Hinckley Point B Power Station. Nuclear Power plant on the North Somerset coast run by British Energy.

Immer mehr Rückschläge für Hinkley Point C

In Europa formiert sich breiter Widerstand gegen das geplante Atomprojekt Hinkley Point C und dessen Subventionierung durch die britische Regierung. Gleichzeitig mehren sich bei den Projektverantwortlichen die technischen und wirtschaftlichen Probleme.

Von Falk Künstler

Mit dem Bau und Betrieb der geplanten zwei Reaktoren im englischen Hinkley Point ist ein Konsortium aus dem Kraftwerksbauer Areva, dem französischen Staatskonzern Electricité de France (EDF) und zwei chinesischen Investoren beauftragt. Anfang Juni wurde nun offiziell, was schon seit längerem abzusehen war: Die finanziell schwer angeschlagene Areva, dessen Schwerpunkt Nukleartechnik ist, wird aufgespalten.

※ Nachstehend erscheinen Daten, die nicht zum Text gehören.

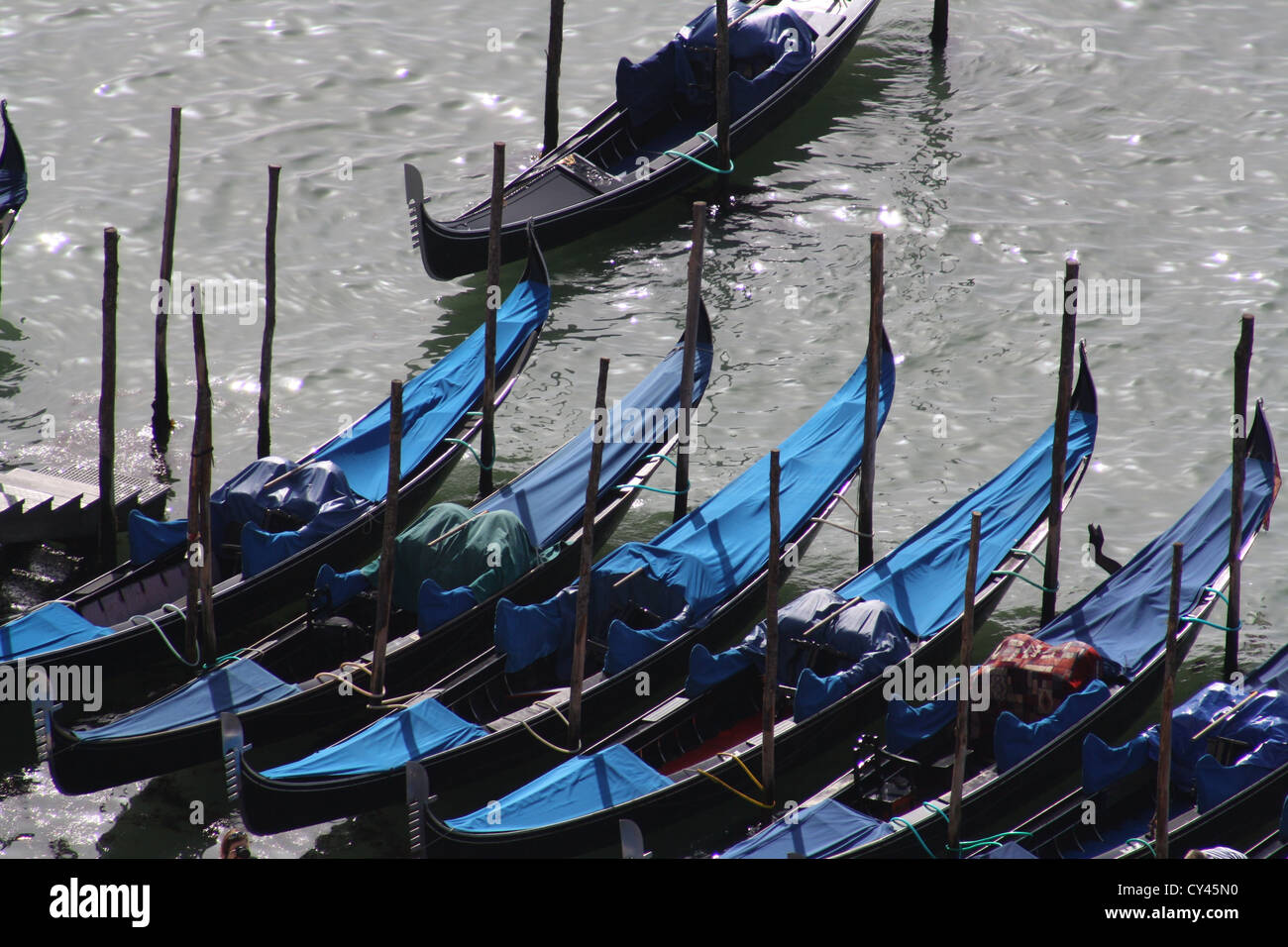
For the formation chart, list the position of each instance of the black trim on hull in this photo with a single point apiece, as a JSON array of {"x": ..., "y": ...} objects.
[
  {"x": 412, "y": 663},
  {"x": 452, "y": 249},
  {"x": 239, "y": 604},
  {"x": 500, "y": 761}
]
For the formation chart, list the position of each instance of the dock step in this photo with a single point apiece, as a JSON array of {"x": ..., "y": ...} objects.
[{"x": 62, "y": 504}]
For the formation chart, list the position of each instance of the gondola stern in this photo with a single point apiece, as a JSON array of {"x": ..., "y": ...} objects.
[
  {"x": 1083, "y": 397},
  {"x": 536, "y": 269}
]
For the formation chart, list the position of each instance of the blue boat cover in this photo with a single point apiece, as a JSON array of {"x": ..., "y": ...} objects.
[
  {"x": 909, "y": 724},
  {"x": 1125, "y": 617},
  {"x": 334, "y": 484},
  {"x": 13, "y": 167},
  {"x": 581, "y": 787},
  {"x": 390, "y": 742},
  {"x": 47, "y": 629},
  {"x": 765, "y": 51},
  {"x": 918, "y": 579},
  {"x": 1014, "y": 740},
  {"x": 549, "y": 497},
  {"x": 235, "y": 688},
  {"x": 532, "y": 512},
  {"x": 814, "y": 831},
  {"x": 678, "y": 579},
  {"x": 914, "y": 581},
  {"x": 1261, "y": 724},
  {"x": 436, "y": 401}
]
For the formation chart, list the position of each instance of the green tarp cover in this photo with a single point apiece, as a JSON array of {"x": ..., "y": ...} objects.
[{"x": 485, "y": 556}]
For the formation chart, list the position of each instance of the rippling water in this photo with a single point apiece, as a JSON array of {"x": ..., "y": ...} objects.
[{"x": 1146, "y": 137}]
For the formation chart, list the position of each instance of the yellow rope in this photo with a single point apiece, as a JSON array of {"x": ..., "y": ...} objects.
[
  {"x": 553, "y": 707},
  {"x": 737, "y": 792}
]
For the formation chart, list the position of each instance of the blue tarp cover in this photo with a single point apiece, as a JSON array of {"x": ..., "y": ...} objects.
[
  {"x": 390, "y": 742},
  {"x": 1125, "y": 617},
  {"x": 235, "y": 688},
  {"x": 436, "y": 401},
  {"x": 814, "y": 831},
  {"x": 1014, "y": 741},
  {"x": 48, "y": 629},
  {"x": 915, "y": 579},
  {"x": 692, "y": 566},
  {"x": 765, "y": 51},
  {"x": 549, "y": 497},
  {"x": 581, "y": 787},
  {"x": 918, "y": 579}
]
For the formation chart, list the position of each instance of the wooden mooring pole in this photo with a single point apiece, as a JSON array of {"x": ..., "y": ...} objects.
[
  {"x": 107, "y": 408},
  {"x": 487, "y": 455},
  {"x": 387, "y": 544},
  {"x": 691, "y": 348},
  {"x": 1164, "y": 724},
  {"x": 868, "y": 463},
  {"x": 599, "y": 433},
  {"x": 769, "y": 698},
  {"x": 724, "y": 114},
  {"x": 1059, "y": 450},
  {"x": 1241, "y": 364},
  {"x": 939, "y": 26},
  {"x": 266, "y": 354},
  {"x": 554, "y": 55},
  {"x": 954, "y": 800},
  {"x": 201, "y": 545},
  {"x": 161, "y": 392}
]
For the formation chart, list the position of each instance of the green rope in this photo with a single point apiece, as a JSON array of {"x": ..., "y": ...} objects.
[
  {"x": 1146, "y": 844},
  {"x": 700, "y": 163},
  {"x": 1022, "y": 579},
  {"x": 1026, "y": 554},
  {"x": 467, "y": 446},
  {"x": 1212, "y": 624},
  {"x": 662, "y": 457},
  {"x": 653, "y": 489},
  {"x": 992, "y": 840},
  {"x": 915, "y": 835}
]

Wie die FAZ kommentiert, gilt „das Geschäftsmodell als gescheitert“. Um den taumelnden Energieriesen Areva noch aufzufangen, hat die französische Regierung nun beschlossen, dass das Kerngeschäft Reaktorbau vom staatlichen Stromkonzern EDF übernommen wird. Die Kosten der Rettungsaktion werden aus der Staatskasse gezahlt – also vom französischen Steuerzahler.

Areva ist mit Verbindlichkeiten in Höhe von 5,9 Milliarden Euro verschuldet. Grund für die immensen Verluste sind unter anderem jahrelange Bauverzögerungen und ernste Probleme mit Arevas neuem Europäischem Druckwasserreaktor (EPR). Dieser wird für den Reaktorbau im finnischen Olkilouto verwendet. Dort beanstandet die nationale Atomaufsichtsbehörde STUK gravierende Bau- und Sicherheitsprobleme. Die Inbetriebnahme des Gemeinschaftsprojektes mit Siemens ist mittlerweile um neun Jahre verschoben worden. Insgesamt sind bereits Verluste in Höhe von rund 4,8 Mrd. Euro auf Seiten der Bauherren aufgelaufen.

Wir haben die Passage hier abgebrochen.